〝真の目標達成〟へ注文続々、住田町総合計画・人口ビジョン・総合戦略推進委

▲ 古き良き雰囲気が広がる「まち家世田米駅」で開かれた推進委。この施設の有効活用も推進策の一つとなっている=世田米

 住田町による本年度初の総合計画・人口ビジョン・総合戦略推進委員会(委員長・大杉覚首都大学東京大学院教授、委員16人)は22日夜、世田米の「まち家世田米駅」で開かれた。先行型として前年度に実施した8事業の評価検証や、6月末時点での進捗状況などを確認。総合戦略では所得向上や人口減少対策として各種数値目標が掲げられている中、委員は多岐にわたる登載事業の各実績が目標数値達成にどうつながったかを重視すべきなど、今後の方向性や評価検証の充実に向けて多様な意見を寄せた。

 

評価検証の充実カギに

 

 国のまち・ひと・しごと創生法に基づき、町は平成27年度から5カ年の人口ビジョンと総合戦略、さらに28年度から4年間にわたる総合計画を策定。人口ビジョンでは町の将来展望を、総合戦略ではその政策目標や重要施策を掲げ、総合計画は各重要施策の部門別計画に位置づけている。
 策定時から携わる委員は有識者や町民代表、産業、金融各分野から選出され、この日は13人が出席。冒頭、大杉委員長は「策定から実践に向け、進ちょく状況の管理を」とあいさつした。
 協議で町側は、27年度の総合戦略事業(先行型)を説明。

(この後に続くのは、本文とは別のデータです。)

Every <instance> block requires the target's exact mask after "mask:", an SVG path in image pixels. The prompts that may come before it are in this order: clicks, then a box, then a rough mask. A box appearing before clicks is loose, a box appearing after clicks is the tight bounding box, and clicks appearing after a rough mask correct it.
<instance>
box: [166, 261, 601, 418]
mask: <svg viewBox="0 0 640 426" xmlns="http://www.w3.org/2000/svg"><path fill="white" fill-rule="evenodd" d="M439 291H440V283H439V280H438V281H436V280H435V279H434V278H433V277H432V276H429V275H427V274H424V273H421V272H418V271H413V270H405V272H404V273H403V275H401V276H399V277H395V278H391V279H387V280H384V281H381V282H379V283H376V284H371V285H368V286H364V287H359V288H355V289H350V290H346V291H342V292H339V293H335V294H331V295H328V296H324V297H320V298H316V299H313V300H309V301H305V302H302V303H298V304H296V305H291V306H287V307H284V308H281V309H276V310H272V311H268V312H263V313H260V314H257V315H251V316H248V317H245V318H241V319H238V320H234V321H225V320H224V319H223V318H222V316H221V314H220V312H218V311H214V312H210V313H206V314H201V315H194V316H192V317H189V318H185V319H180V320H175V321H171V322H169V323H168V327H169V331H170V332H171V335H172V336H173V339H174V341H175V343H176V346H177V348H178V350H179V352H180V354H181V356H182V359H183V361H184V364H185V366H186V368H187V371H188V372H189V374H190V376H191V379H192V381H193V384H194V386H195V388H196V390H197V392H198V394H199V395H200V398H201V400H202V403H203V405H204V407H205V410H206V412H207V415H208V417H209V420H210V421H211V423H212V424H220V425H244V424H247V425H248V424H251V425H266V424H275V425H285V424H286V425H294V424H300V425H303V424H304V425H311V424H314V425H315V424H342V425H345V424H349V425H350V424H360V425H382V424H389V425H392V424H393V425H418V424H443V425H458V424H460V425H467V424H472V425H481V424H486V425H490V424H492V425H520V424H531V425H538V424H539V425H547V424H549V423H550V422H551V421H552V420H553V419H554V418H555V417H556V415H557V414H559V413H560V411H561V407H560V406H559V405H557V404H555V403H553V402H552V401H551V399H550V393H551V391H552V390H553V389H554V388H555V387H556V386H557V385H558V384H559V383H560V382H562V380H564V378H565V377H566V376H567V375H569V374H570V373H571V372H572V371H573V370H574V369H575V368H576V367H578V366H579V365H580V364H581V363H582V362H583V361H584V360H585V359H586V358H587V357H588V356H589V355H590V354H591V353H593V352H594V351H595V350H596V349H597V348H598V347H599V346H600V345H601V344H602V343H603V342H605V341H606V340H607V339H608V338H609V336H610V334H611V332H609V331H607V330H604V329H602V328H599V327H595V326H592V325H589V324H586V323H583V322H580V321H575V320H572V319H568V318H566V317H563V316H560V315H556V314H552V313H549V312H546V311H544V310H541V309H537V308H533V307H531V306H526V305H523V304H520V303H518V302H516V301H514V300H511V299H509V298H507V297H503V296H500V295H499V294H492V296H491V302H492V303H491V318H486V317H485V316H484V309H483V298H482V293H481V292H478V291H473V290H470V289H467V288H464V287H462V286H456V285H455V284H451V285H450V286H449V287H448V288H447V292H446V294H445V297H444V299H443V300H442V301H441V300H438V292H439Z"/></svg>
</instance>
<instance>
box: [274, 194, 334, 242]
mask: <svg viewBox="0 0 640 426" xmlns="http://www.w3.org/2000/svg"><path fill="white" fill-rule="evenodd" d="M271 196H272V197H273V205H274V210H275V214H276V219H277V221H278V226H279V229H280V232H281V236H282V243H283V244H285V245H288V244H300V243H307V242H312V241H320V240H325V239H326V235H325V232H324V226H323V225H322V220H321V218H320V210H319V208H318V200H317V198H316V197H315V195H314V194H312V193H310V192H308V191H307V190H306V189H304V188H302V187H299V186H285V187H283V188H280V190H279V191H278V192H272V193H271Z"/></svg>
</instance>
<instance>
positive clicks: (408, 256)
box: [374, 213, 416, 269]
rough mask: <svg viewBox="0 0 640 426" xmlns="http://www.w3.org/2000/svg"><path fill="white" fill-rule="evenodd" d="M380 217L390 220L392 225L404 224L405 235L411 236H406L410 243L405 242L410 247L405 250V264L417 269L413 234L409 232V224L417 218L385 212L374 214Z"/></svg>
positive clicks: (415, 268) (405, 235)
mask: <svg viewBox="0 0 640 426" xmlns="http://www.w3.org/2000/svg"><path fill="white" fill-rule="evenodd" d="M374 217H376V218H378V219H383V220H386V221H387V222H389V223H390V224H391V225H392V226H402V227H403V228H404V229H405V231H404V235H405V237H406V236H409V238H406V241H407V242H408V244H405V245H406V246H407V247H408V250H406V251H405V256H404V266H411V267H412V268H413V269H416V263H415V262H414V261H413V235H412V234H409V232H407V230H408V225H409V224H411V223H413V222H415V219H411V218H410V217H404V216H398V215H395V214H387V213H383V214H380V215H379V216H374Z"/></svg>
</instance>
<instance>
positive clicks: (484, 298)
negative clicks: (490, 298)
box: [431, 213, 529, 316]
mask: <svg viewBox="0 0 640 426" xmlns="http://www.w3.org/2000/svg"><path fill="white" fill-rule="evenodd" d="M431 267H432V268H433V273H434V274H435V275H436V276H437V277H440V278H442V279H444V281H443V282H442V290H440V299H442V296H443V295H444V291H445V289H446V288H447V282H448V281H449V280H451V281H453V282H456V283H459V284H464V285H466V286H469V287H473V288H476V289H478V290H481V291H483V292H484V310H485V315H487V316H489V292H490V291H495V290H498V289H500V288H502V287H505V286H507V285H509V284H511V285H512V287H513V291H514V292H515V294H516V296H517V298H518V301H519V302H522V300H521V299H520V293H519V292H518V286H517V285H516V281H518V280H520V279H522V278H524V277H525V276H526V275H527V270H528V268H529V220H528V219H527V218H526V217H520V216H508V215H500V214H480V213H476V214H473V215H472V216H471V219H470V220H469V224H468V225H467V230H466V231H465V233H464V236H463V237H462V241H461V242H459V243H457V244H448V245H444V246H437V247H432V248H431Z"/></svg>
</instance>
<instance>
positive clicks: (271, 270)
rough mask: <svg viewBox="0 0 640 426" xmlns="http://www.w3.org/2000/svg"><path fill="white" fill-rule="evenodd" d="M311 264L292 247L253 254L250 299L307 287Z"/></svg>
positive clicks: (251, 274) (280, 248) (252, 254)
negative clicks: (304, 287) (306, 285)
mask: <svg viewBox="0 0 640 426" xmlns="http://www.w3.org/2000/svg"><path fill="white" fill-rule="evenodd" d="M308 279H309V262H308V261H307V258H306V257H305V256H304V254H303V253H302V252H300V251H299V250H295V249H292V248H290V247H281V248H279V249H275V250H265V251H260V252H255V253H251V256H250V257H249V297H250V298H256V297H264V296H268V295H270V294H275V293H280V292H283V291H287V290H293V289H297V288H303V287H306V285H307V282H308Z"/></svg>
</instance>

国からの交付金を生かし▽戦略策定▽結婚対策推進▽国際理解教育推進▽移住促進▽町中心地域活性化▽食いくプロジェクト推進▽木いくプロジェクト推進▽雇用促進──の8事業を展開した。
 総合戦略では町民所得を平成25年の235万円から10%増の255万円とする数値目標を掲げる中、新規展開した「食いく」では、地域資源を活用した産業創出や就業確保を目指した。地元特産の赤カブソース商品化を見据えて3種類を開発し、市場アンケートなどを実施した。
 「木いく」も町のイメージアップや雇用拡大、所得向上に向けた取り組み。前年度は試作3回を経て学校用机・いすの最終設計図を作成したほか、新生児用木製品として試作品7品を製作した。
 同じく所得対策として盛り込んだ中心地域活性化事業では住民交流拠点施設として古民家や蔵を生かした「まち家世田米駅」を整備。まち歩きガイドの台本制作や景観まちづくり講演会も行った。
 食いくの新規商品数、木いく事業の試作品数の実績はいずれも、重要業績評価指標(KPI)に掲げる計画値を上回った。一方で、活性化事業のKPIではイベント交流人口を約1500人としていたが、114人にとどまった。 
 本年度から着手した事業のうち「各地区公民館機能の充実」では、世田米、大股、下有住、上有住、五葉の各地区に公民館主事兼集落支援員が着任。常駐により、住民交流の場づくりにつながったなどの声が寄せられている。
 総合戦略では人口対策の数値目標として「児童数1学年40人」を掲げ、その達成に向けた結婚数や出生数、移住者の増加を描く。町民所得に関しても木材・木製品や食品製造、農林業、商工業などの売上高向上をKPIに盛り込んでいる。
 結婚に関して委員からは「以前から取り組んでいるのであれば、今までの状況を示したうえで、なぜ改善されてこないのかなども明らかにすべき」との指摘も。戦略全体に関しては「各事業の実績だけでなく、目標数値の達成にどうつながったかもしっかり出してほしい」といった注文も出た。
 各種施策実現にはマンパワーが重要とし、町担当課の枠を超えた対応の必要性にふれた発言も。会議終了後、大杉委員長は「事業所や住民も参画し、一緒になった取り組みが重要」と話していた。
 本年度は町民向けに、総合戦略の評価に関する住民アンケートを計画。推進委員会の会合は3回設け、事業成果の検証などを行うことにしている。